[Bf-committers] .git-blame-ignore-revs entries.

Ray Molenkamp ray at lazydodo.com
Mon Dec 28 22:30:36 CET 2020


On 2020-12-28 12:47 p.m., Ankit wrote:
> Hello
> I'm getting used to it.
> I'll remove several commits soon, now that I have received the
> feedback on the last commit, and will use stricter conditions in the future.

I'd like to replace "stricter conditions" with "well defined/documented conditions" hence the prod to bf-c

>> All,
> That's a new way of raising concerns on commits.

I don't have a concern with "a commit", I have a concern with "The process of how we manage this file", for which bf-committers is an appropriate place.  

> If I see "cleanup" in the title, the onus is on the committer to make
> sure that it really is a cleanup.

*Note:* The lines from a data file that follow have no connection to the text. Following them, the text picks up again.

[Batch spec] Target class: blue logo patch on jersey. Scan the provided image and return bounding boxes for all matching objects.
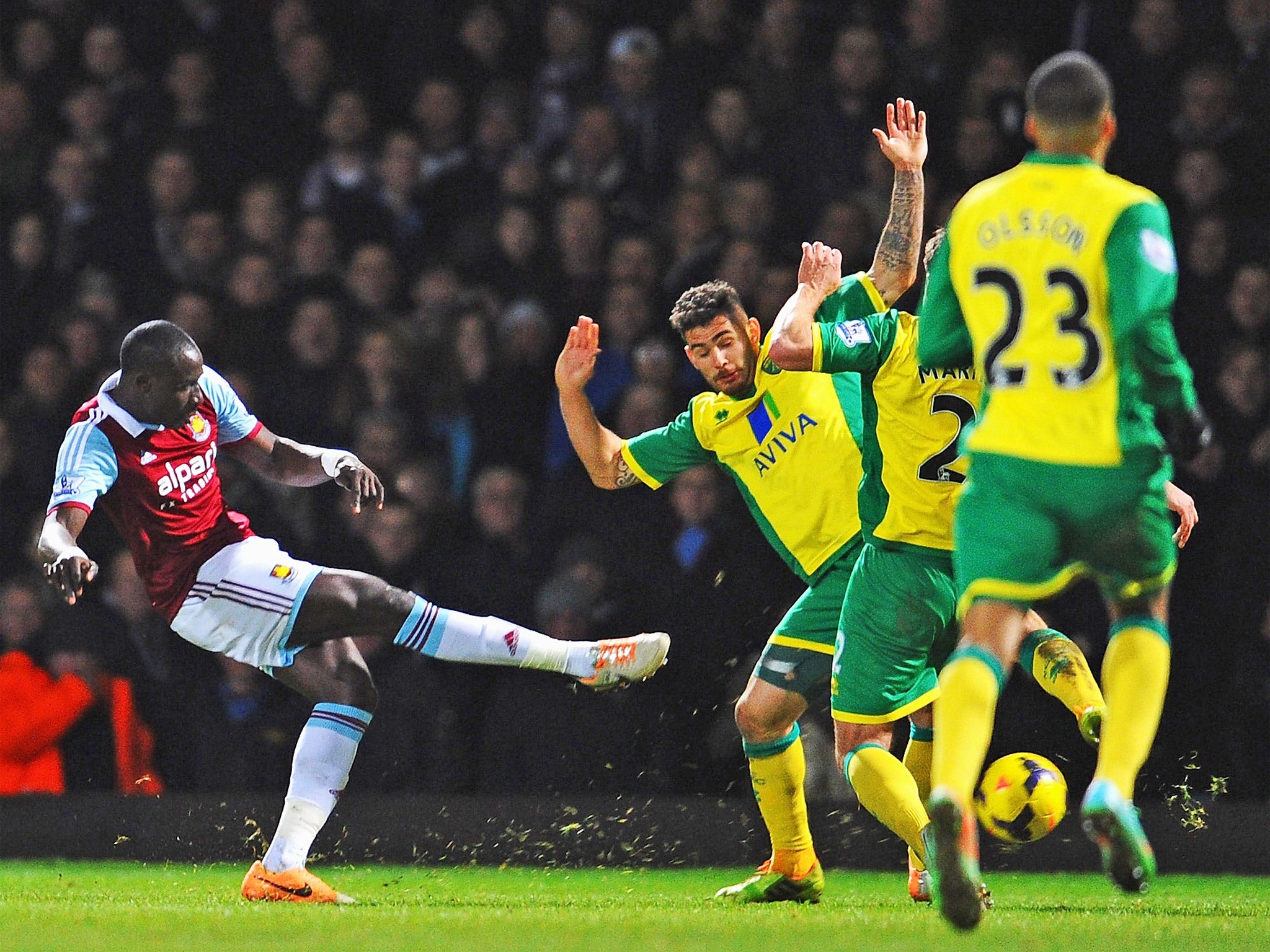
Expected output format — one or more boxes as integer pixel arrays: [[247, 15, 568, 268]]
[[53, 476, 84, 499], [833, 321, 873, 346], [189, 413, 212, 443]]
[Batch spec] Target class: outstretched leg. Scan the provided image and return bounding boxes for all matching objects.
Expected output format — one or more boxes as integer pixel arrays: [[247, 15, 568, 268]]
[[1018, 610, 1106, 746], [288, 569, 670, 689], [242, 638, 377, 902], [715, 677, 824, 902], [1081, 589, 1170, 892]]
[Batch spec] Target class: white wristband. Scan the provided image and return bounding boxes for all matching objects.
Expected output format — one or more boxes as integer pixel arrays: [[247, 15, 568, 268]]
[[321, 449, 360, 478]]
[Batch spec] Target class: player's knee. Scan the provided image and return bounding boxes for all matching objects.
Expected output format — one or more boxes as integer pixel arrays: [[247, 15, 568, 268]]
[[332, 658, 380, 713], [734, 694, 794, 744], [348, 574, 415, 633]]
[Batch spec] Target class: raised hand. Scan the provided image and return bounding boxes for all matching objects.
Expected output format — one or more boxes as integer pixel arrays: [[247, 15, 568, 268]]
[[797, 241, 842, 298], [873, 99, 927, 169], [556, 316, 600, 392]]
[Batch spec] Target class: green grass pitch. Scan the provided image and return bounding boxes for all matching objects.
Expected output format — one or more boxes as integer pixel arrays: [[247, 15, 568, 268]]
[[0, 862, 1270, 952]]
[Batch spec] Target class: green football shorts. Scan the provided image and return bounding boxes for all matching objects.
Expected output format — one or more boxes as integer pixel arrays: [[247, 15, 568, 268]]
[[830, 544, 957, 723], [952, 449, 1177, 614], [755, 538, 864, 702]]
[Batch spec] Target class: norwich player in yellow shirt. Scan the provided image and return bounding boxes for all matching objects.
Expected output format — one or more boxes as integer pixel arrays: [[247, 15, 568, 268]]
[[770, 233, 1163, 901], [917, 52, 1208, 929], [556, 100, 1117, 902], [556, 102, 930, 902]]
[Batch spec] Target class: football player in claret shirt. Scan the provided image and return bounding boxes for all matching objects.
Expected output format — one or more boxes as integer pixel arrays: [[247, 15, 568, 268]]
[[39, 321, 669, 902], [917, 52, 1208, 929]]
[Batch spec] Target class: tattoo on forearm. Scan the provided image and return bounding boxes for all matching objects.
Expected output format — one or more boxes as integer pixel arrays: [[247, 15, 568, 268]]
[[874, 171, 926, 290], [613, 453, 639, 488]]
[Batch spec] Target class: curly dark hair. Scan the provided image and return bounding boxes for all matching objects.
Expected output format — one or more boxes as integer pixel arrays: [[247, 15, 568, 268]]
[[1024, 50, 1111, 128], [670, 281, 745, 339]]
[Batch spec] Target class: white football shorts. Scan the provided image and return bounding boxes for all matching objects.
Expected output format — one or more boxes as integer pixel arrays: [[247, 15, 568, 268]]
[[171, 536, 321, 674]]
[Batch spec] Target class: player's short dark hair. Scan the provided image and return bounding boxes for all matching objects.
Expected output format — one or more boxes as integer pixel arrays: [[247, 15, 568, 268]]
[[670, 281, 745, 338], [120, 321, 198, 374], [1024, 50, 1111, 128]]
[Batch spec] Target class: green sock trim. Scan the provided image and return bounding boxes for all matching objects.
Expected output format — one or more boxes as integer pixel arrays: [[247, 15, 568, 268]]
[[740, 721, 801, 760], [1108, 614, 1173, 647], [842, 740, 890, 790], [1018, 628, 1070, 681], [944, 645, 1006, 692]]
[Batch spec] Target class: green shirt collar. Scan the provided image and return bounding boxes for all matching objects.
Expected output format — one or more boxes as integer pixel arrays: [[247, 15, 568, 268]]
[[1024, 150, 1097, 165]]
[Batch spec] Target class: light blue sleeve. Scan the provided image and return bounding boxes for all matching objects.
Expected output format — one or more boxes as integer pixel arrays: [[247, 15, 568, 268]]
[[198, 367, 259, 443], [48, 420, 120, 511]]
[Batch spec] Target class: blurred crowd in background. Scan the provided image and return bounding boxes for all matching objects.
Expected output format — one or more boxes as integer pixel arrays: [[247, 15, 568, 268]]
[[0, 0, 1270, 797]]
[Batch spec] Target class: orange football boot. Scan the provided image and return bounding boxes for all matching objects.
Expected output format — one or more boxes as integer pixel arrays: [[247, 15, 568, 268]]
[[242, 859, 357, 904]]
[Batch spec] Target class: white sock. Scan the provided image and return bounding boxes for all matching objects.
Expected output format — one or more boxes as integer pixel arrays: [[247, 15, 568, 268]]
[[263, 703, 371, 872], [393, 596, 598, 678]]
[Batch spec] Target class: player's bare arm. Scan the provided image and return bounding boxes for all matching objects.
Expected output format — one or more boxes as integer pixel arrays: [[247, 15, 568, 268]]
[[224, 426, 383, 513], [1165, 482, 1199, 549], [555, 316, 639, 488], [767, 241, 842, 371], [39, 505, 98, 606], [869, 99, 927, 306]]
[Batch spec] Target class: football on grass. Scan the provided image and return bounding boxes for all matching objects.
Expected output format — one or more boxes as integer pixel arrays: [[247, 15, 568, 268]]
[[974, 754, 1067, 843]]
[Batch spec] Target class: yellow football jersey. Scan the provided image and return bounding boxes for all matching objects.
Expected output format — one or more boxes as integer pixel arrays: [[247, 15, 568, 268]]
[[922, 155, 1194, 466], [623, 274, 881, 583], [812, 292, 983, 552]]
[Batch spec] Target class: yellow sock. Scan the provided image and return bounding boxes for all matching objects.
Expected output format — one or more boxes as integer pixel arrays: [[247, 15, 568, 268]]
[[904, 725, 935, 870], [931, 645, 1006, 804], [846, 744, 931, 868], [1093, 618, 1170, 800], [745, 723, 815, 878], [1018, 628, 1105, 713]]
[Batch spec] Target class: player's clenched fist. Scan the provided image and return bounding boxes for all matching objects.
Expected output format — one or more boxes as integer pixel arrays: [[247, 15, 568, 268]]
[[45, 550, 97, 606], [556, 316, 600, 391], [335, 453, 383, 513]]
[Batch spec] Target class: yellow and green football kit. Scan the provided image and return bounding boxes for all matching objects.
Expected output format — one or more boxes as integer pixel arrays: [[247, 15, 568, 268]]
[[623, 274, 882, 883], [623, 274, 882, 699], [812, 284, 982, 723], [918, 154, 1195, 612], [918, 154, 1195, 822]]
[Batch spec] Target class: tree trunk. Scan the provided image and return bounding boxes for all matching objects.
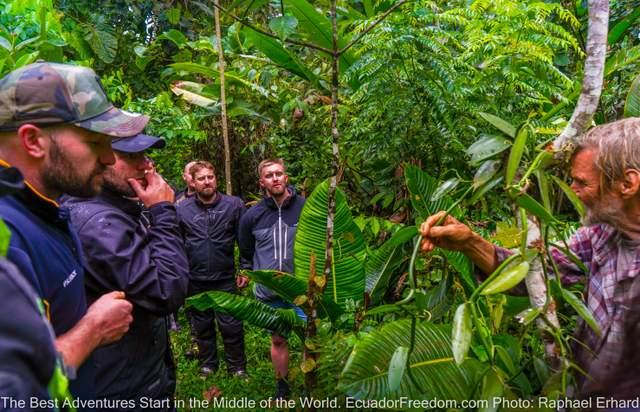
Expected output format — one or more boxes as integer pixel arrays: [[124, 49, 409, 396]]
[[214, 0, 233, 195], [553, 0, 609, 159], [526, 0, 609, 366]]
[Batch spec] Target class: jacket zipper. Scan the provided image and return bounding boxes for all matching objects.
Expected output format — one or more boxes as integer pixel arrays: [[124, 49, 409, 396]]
[[276, 202, 283, 270]]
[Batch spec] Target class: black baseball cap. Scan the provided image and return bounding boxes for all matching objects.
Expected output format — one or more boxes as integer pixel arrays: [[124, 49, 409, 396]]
[[111, 133, 166, 153]]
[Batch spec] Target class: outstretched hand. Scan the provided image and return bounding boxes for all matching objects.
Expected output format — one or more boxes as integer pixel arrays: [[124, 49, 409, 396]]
[[236, 275, 249, 289], [420, 212, 474, 252], [128, 170, 175, 208], [86, 291, 133, 345]]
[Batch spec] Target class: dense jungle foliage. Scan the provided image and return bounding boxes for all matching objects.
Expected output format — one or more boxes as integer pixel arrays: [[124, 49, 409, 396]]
[[0, 0, 640, 410]]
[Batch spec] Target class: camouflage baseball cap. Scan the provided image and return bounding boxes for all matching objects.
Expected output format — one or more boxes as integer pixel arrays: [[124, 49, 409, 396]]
[[0, 62, 149, 137]]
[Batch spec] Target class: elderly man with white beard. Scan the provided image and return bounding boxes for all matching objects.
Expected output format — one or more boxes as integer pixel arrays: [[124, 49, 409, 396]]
[[420, 118, 640, 399]]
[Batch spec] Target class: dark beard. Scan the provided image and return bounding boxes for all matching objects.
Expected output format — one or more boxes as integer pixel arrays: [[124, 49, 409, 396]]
[[102, 168, 138, 197], [42, 136, 104, 197]]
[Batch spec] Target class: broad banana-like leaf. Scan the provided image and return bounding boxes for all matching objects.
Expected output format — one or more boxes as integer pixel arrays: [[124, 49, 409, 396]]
[[364, 226, 418, 306], [186, 290, 305, 336], [404, 165, 476, 289], [624, 73, 640, 117], [294, 180, 365, 308], [245, 270, 343, 321], [243, 28, 318, 85], [339, 319, 481, 401]]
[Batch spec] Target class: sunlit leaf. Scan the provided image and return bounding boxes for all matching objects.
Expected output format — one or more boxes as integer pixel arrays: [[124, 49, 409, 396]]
[[451, 303, 472, 365], [269, 16, 298, 40], [466, 135, 511, 166], [624, 73, 640, 117], [389, 346, 409, 392]]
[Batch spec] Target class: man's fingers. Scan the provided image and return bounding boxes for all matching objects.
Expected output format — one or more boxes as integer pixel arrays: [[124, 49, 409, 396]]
[[420, 211, 447, 236], [421, 239, 435, 252], [429, 226, 455, 238], [127, 176, 144, 196]]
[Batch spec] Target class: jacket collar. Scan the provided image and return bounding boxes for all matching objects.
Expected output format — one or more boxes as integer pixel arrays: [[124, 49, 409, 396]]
[[193, 191, 222, 209], [262, 186, 297, 209], [98, 187, 142, 216]]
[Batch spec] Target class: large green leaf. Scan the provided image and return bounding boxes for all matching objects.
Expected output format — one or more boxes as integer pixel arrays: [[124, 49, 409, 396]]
[[404, 165, 475, 288], [158, 29, 188, 48], [294, 180, 365, 307], [624, 72, 640, 117], [466, 134, 511, 166], [169, 81, 218, 109], [186, 290, 305, 336], [339, 319, 480, 400], [604, 44, 640, 77], [478, 112, 516, 137], [607, 7, 640, 45], [404, 165, 455, 223], [244, 28, 318, 85], [169, 62, 271, 99], [245, 270, 343, 320], [83, 24, 118, 63], [364, 226, 418, 306], [284, 0, 356, 73], [269, 16, 298, 40]]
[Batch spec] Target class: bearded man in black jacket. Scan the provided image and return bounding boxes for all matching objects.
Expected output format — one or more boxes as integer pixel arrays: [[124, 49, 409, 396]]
[[65, 134, 188, 411], [178, 161, 247, 378]]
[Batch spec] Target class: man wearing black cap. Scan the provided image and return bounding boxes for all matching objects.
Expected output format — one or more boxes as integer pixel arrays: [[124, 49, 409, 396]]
[[65, 134, 188, 411], [0, 62, 140, 409]]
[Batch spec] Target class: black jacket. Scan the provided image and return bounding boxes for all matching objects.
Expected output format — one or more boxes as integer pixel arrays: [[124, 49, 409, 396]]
[[178, 193, 244, 281], [238, 186, 305, 300], [65, 190, 188, 406]]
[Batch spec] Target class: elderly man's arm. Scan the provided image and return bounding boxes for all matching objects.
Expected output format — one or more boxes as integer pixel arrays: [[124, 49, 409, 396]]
[[420, 212, 500, 275], [420, 212, 592, 284]]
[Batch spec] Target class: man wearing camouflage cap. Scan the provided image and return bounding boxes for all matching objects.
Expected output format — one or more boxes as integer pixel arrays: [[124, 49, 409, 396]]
[[0, 62, 149, 406]]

If that promise is kept.

Developers make mistakes and changes can have unforeseen consequences sometimes, as much as we'd all like to write 100% bug free code, guaranteeing it is quite something else. Small changes in structure can sometimes trigger optimizer bugs in compilers, it can be very relevant knowing if even a relatively safe, 100% correct cleanup commit happened to a piece of code.

> I don't see why a cleanup commit interests you.

A cleanup commit is a commit like any other which can potentially introduce bugs and should be treated as such, hiding it from git blame is counter productive.

Now having large quantity of all code blame to a single commit (like e12c08e8d170) yeah that's clearly annoying, and should be remedied but anything beyond that I do not see the benefits of hiding such changes.